Robin Williams remembered: 'A remarkable performer, a brutal shock'
The news of the death of this mercurial performer has come as a shock – but his brilliance was always tinged with sadness
Peter Bradshaw
Tuesday 12 August 2014 11.53 BST
Robin Williams was a superb, mercurial standup comic with a staggering talent for improv and verbal riffing, though his movie career finally evolved into an intriguing split – sugary sentimentality or an ambiguous, menacing darkness. Something similar happened with Steve Martin and Jerry Lewis. The “Mr Hyde” in Robin Williams’s movie persona was well known.
So the news of his death, and the indication he has taken his own life, is deeply shocking. He clearly suffered from depression – these were symptoms hiding in plain sight – and his brilliance assumes a deeply sad aspect.
Williams could suspend his merciless, crazy irony almost entirely for glutinous family movies like Patch Adams, in which he played a doctor who treated sick kids using his irrepressible sense of humour, or the solemn fantasies like Bicentennial Man, or even his second world war drama Jakob the Liar. Or he could be chilling and sinister, as he was in One Hour Photo, a disturbing drama from 2002 in which he played the drugstore photo lab employee (in the days before digital cameras) who becomes obsessed with the pictures he develops showing a suburban family.

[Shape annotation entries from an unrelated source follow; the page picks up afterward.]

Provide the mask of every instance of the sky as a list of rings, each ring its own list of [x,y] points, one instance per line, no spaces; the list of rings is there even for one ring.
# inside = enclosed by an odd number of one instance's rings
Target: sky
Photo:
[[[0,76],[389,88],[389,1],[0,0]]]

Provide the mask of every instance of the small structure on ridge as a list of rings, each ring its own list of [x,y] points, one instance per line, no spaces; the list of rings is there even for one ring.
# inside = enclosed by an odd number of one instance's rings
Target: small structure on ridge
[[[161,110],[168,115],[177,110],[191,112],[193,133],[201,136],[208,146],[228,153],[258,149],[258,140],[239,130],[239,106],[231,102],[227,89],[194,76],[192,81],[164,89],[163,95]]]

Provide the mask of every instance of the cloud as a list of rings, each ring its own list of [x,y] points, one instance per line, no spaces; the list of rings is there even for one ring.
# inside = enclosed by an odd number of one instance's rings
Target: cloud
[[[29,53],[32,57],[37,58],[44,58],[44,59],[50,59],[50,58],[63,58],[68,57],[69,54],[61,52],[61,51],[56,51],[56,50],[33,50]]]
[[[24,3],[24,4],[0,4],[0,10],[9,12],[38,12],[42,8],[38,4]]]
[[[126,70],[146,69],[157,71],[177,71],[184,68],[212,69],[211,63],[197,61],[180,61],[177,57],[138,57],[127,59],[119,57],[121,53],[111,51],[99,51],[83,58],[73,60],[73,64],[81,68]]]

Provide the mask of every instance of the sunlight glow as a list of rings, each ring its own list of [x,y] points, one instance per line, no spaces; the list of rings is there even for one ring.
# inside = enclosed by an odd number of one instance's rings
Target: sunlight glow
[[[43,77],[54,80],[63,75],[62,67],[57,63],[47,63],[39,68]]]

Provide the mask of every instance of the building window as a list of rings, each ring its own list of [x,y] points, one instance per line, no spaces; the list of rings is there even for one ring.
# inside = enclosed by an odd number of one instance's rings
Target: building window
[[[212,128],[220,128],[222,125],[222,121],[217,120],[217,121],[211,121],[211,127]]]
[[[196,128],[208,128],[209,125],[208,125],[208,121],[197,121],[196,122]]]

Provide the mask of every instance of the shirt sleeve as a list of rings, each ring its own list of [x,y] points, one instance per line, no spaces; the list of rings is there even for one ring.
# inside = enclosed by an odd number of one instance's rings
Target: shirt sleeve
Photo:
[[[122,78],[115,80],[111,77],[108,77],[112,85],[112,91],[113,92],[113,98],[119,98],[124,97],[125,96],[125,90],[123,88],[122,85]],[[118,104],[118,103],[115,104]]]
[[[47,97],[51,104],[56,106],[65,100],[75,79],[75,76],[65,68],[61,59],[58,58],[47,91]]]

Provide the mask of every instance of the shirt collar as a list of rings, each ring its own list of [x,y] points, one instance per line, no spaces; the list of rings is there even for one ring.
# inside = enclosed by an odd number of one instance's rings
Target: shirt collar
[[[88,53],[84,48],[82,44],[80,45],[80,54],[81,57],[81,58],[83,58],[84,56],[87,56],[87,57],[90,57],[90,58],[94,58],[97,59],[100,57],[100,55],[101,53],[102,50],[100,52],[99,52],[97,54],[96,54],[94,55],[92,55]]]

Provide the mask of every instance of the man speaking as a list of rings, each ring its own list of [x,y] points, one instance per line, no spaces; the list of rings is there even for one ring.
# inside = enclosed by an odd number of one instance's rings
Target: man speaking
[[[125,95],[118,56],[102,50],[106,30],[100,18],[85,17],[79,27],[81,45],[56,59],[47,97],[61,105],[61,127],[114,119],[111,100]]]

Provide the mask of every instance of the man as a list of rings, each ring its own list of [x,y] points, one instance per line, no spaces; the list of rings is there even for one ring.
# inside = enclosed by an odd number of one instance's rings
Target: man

Then there was his performance in the ice-cold, ultra-black comedy World’s Greatest Dad, in 2009, in which he plays another creepy yet tragic character, a high-school teacher whose son dies in a grisly accident, and who then concocts a bogus suicide note and rides a wave of celebrity and sympathy.
Williams had a big-hearted side, a love of broad comedy and a muscular, intensely physical talent for it, which he showed off in his smash-hit drag act Mrs Doubtfire from 1993. He played a divorced guy who disguises himself as a housekeeper with a bizarre Scottish accent, employed by his unsuspecting ex-wife, so that he can keep an eye on the children. It was a role that showed off Williams’s talents – the zaniness, the dressing up, the bizarrely transparent absurdity, combined with his big-hearted, faintly lachrymose vulnerability and sentimental concern for children.
For me, his best movie was Good Morning Vietnam from 1987. It was hardly the first time I had seen him – that of course was in his legendary 70s TV comedy Mork and Mindy, which introduced Britain and the world to his madcap clowning. But Barry Levinson’s film was perhaps the nearest a feature film came to representing his standup style and his subversion. He was Adrian Cronauer, the anarchic, motormouth DJ on Armed Forces Radio who lets rip at the microphone, disses the pompous world of the military, and rips everything to hilarious shreds. The soldiers love him; the top brass are deeply irritated and it’s clear that an awful collision is approaching, especially as Cronauer himself is beginning to let the horror of war get him down. Williams improvised a lot of his speeches himself; only he could have given that full-throttle intensity.
What a remarkable performer. This is a brutal shock.